“L’altra via […] si colloca sin dall’inizio a livello filosofico, interrogandosi sulle condizioni di possibilità dell’intero sviluppo della razionalità scientifica e individuandole, dal punto di vista dell’oggetto conosciuto, nell’intellegibilità dell’universo, a sua volta non ultimamente spiegabile se non riconducendolo a un’Intelligenza creatrice”. (Dalla prolusione di Ruini, di cui, verso quest’ora, mi sono occupato già qui e qui).
L’altra via, l’una via essendo quella abbastanza obbrobriosa di immischiarsi dell’evoluzionismo sul terreno stesso della scienza.
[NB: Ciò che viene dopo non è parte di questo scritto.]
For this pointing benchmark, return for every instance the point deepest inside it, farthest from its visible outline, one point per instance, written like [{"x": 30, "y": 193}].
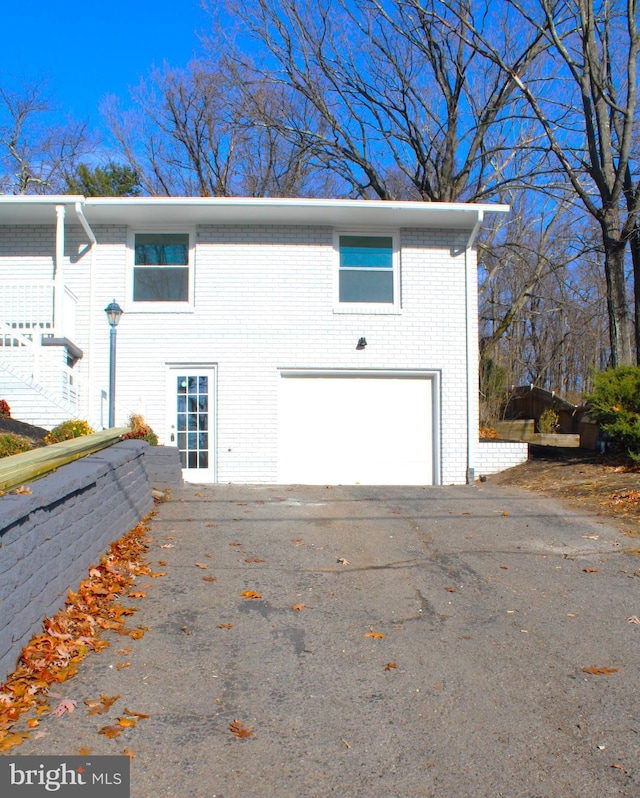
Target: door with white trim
[{"x": 191, "y": 395}]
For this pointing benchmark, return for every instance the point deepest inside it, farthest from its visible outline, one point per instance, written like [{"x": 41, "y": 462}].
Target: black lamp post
[{"x": 113, "y": 311}]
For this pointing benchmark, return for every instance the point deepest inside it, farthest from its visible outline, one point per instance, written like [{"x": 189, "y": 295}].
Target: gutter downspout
[
  {"x": 471, "y": 311},
  {"x": 58, "y": 275},
  {"x": 92, "y": 412}
]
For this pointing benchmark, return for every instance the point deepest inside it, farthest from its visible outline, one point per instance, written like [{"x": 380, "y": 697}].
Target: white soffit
[{"x": 140, "y": 211}]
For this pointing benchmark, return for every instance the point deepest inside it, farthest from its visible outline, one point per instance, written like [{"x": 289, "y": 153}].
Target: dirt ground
[{"x": 603, "y": 485}]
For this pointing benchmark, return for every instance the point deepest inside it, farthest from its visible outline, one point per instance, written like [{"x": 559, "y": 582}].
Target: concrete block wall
[
  {"x": 50, "y": 537},
  {"x": 496, "y": 455},
  {"x": 163, "y": 467}
]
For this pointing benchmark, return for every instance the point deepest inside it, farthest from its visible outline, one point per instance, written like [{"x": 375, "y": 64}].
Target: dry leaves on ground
[
  {"x": 53, "y": 656},
  {"x": 240, "y": 730},
  {"x": 596, "y": 671}
]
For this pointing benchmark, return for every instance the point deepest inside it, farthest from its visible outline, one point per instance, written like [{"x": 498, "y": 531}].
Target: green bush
[
  {"x": 614, "y": 403},
  {"x": 13, "y": 444},
  {"x": 74, "y": 428},
  {"x": 139, "y": 429}
]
Qui no. Qui siamo sin dall’inizio a livello filosofico. Il guaio è che da tal livello ce ne usciamo anche, quasi subito. Com’è che la mente conosca l’universo, com’è che l’universo ci faccia il favore di darsi a conoscere, è una domanda genuinamente filosofica. Ma come potrebbe un’Intelligenza creatrice ultimamente spiegare la cosa? Qui il problema non è se l’Intelligenza ci sia o non ci sia, se abbiamo abbastanza indizi o meno per supporla, e consimili amenità. Qui il problema genuinamente filosofico e cosa mai significhi che l’Intelligenza, cioè l’explicandum, spieghi. Non è che mettendo la maiuscola all’intelligenza abbiamo fatto il miracolo di tramutare l’explicandum in explicans.
L’altra via, ahimè, non risolve il problema: si limita a spostarlo.